Go Internals - Scheduler
Introduction
In Go Internals - Essentials we mapped the runtime layers and pointed at Scheduler as the first deep dive: how goroutines multiplex onto OS threads, what G (goroutine), M (machine), and P (processor) mean, and why concurrent Go programs behave the way they do under load.
This article is that dive. We stay on Go 1.23, read the real scheduler code under src/runtime/, and connect language-level concurrency (go, channels, sync) to the invariants the runtime enforces. Memory layout, stacks, and the allocator come next in Memory; here the focus is who runs what, on which thread, and when control switches.

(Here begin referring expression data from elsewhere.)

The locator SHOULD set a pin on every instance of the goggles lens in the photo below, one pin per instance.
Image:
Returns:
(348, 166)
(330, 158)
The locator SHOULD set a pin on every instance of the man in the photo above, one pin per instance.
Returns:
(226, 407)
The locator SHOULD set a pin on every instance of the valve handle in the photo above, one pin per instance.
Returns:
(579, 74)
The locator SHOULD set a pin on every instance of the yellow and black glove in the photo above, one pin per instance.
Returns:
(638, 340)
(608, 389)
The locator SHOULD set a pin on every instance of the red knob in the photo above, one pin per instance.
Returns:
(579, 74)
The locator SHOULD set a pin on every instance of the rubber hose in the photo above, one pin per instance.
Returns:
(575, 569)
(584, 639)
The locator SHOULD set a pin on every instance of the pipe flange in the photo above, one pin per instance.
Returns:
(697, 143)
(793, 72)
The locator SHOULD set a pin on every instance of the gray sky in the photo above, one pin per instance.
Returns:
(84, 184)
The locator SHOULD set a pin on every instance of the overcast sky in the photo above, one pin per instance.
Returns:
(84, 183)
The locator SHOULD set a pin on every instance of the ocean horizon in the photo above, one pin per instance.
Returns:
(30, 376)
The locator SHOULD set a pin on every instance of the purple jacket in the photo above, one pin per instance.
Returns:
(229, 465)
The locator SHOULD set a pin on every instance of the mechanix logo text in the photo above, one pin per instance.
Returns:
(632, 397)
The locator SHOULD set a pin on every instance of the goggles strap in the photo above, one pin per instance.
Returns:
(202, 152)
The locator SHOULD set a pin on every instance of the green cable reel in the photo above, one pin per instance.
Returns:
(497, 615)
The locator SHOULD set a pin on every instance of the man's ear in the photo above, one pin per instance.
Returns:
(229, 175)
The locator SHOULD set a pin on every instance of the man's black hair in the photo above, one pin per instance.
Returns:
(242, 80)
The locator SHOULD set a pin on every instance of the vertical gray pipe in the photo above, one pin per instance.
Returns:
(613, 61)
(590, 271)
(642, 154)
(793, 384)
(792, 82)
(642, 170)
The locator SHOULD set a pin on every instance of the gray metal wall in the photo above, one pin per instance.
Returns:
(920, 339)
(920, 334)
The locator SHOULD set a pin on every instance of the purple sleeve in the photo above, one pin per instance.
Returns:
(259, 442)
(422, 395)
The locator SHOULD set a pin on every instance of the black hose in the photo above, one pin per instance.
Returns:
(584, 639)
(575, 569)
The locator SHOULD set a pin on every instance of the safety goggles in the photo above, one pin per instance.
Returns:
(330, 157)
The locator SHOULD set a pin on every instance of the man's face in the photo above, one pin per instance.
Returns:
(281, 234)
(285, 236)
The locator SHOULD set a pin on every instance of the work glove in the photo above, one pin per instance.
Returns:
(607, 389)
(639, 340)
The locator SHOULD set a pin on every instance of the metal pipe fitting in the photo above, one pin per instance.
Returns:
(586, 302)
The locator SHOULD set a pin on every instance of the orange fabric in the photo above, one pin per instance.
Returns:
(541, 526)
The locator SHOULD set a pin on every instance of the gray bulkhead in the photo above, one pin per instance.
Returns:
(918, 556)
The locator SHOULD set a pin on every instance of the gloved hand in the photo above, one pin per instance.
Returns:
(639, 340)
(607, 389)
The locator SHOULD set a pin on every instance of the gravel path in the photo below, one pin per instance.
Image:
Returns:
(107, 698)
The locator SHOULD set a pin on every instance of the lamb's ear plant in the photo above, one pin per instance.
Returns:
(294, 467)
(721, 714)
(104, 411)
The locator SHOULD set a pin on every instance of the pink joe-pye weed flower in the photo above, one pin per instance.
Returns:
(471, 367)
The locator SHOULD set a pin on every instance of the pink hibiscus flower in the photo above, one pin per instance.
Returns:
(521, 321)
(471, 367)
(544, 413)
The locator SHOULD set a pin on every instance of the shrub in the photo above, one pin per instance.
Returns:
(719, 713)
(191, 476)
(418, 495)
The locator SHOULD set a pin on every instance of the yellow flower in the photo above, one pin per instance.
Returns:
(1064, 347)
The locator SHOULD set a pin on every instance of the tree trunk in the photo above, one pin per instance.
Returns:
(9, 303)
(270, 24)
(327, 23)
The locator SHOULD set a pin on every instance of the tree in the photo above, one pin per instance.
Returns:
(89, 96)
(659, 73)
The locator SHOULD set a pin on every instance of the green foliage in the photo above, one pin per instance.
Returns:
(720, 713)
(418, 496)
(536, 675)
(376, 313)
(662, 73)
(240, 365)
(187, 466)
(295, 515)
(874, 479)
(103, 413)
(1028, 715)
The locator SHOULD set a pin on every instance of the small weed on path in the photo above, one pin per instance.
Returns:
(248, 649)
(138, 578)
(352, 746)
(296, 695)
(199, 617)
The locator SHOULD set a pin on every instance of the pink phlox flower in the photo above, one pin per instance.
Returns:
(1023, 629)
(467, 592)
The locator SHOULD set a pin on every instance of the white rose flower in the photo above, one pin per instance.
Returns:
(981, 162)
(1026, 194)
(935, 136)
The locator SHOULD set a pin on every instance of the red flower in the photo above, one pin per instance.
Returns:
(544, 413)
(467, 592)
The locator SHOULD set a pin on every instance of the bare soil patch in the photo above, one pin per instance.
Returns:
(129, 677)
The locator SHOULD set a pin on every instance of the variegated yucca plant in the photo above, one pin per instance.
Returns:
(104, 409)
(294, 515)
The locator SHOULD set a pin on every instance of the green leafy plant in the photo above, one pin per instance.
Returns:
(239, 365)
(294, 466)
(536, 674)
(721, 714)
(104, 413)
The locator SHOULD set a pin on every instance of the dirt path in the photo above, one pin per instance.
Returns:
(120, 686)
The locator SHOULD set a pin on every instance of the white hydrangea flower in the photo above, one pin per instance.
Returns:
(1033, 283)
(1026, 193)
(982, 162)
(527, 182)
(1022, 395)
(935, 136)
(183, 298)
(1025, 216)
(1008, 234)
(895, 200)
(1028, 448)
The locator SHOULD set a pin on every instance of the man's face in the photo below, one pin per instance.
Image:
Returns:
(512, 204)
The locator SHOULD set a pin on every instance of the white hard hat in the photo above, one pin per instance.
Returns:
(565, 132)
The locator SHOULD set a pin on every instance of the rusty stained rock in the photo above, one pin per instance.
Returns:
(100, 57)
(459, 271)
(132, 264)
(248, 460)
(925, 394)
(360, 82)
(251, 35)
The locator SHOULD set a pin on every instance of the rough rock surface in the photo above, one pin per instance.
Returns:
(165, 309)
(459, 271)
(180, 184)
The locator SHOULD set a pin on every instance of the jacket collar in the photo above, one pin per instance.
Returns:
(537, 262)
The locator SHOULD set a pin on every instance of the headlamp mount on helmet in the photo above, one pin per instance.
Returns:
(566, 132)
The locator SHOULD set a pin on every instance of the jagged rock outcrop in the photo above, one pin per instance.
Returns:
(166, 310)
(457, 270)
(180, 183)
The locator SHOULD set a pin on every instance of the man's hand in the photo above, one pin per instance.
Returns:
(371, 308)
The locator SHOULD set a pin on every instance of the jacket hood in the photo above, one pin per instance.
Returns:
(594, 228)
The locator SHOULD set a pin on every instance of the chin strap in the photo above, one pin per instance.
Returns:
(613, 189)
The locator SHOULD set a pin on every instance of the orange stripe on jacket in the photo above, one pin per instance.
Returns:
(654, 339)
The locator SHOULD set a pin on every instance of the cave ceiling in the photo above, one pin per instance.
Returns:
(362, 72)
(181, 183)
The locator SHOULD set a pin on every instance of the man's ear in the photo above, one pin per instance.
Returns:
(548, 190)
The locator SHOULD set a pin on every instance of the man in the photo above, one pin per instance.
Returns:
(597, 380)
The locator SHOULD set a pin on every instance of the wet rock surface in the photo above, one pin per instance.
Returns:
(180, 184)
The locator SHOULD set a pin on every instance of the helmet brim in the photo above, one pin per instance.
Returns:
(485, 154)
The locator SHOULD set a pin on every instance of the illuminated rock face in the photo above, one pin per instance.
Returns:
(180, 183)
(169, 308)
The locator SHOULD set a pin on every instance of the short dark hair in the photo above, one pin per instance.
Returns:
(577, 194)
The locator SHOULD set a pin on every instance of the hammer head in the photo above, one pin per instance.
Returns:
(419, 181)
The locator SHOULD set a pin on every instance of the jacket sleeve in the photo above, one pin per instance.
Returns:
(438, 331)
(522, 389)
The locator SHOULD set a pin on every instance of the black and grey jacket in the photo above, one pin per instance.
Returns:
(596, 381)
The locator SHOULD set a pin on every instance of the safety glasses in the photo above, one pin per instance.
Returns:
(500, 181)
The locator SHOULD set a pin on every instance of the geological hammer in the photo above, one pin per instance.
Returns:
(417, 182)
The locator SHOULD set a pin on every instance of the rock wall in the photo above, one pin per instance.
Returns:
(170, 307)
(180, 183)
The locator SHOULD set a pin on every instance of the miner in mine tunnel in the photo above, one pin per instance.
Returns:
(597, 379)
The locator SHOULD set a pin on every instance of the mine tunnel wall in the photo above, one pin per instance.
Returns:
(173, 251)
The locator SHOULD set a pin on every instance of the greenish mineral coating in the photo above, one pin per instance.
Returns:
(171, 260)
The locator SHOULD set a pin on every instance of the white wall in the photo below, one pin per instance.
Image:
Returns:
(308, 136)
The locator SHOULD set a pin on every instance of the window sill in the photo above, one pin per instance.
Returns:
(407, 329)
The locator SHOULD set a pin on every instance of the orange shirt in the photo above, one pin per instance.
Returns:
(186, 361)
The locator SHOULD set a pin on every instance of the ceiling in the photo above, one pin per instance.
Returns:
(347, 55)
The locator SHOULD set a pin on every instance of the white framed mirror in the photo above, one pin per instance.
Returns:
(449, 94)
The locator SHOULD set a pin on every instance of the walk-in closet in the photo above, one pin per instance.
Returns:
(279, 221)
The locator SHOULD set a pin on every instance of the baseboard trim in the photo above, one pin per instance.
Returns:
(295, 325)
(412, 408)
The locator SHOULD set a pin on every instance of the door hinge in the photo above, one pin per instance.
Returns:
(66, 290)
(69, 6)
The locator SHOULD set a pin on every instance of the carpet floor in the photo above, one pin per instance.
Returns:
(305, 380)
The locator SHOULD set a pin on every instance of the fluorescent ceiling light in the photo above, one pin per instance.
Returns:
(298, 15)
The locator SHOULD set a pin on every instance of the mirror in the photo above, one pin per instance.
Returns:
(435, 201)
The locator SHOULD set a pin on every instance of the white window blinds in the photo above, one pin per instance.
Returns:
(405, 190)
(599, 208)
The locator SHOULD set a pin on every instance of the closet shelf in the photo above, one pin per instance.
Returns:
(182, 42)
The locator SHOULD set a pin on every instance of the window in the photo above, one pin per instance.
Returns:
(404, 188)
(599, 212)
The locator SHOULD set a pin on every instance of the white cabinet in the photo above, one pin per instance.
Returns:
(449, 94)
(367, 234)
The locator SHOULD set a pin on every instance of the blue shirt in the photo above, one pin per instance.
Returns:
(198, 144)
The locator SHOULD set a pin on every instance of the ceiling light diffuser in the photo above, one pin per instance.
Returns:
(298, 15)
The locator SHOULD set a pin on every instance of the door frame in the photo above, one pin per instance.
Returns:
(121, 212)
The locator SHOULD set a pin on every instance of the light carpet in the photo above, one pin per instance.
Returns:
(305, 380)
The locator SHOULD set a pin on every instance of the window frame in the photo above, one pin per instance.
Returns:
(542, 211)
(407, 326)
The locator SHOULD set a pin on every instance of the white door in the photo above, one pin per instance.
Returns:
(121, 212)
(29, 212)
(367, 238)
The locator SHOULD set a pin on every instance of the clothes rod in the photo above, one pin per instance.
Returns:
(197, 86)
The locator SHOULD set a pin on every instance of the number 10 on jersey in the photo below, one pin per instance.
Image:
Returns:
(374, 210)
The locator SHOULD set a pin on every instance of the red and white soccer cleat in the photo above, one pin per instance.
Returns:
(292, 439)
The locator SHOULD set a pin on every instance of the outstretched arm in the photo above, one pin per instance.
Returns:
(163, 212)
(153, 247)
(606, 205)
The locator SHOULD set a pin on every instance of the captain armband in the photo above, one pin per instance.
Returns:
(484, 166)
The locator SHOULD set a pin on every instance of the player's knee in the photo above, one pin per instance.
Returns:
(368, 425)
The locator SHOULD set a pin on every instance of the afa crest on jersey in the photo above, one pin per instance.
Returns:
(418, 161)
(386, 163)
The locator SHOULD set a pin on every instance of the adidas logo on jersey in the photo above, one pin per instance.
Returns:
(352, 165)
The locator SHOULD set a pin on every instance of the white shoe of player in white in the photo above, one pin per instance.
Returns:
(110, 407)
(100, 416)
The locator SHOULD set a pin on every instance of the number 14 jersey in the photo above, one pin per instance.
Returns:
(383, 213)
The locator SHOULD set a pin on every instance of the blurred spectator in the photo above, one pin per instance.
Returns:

The G/M/P (goroutine / machine / processor) model
Modern Go uses a work-stealing scheduler with three central abstractions (see runtime2.go and comments in proc.go):
G— goroutine: user stack, registers, status, links toMwhile running.M— machine: an OS thread that can execute Go (or runtime) code when bound to aP.P— processor: execution context required to run Go code; holds a local run queue and scheduler state.
flowchart TB
subgraph logical["Logical parallelism (GOMAXPROCS)"]
P0["P₀ local runq"]
P1["P₁ local runq"]
P2["P₂ local runq"]
end
subgraph threads["OS threads"]
M0["M₀"]
M1["M₁"]
M2["M₂"]
M3["M₃ blocking syscall"]
end
subgraph goroutines["Goroutines"]
G1["G"]
G2["G"]
G3["G"]
G4["G waiting"]
end
P0 --> M0
P1 --> M1
P2 --> M2
P0 --> G1
P0 --> G2
P1 --> G3
G4 -.->|"parked on channel/netpoll"| M3
Rule that surprises newcomers: Go user code runs only when an M (machine) holds a P (processor). If M (machine) blocks in a syscall without a P (processor), it may keep its blocked G (goroutine) parked while another M (machine) is created or woken to continue runnable work — up to limits the runtime manages.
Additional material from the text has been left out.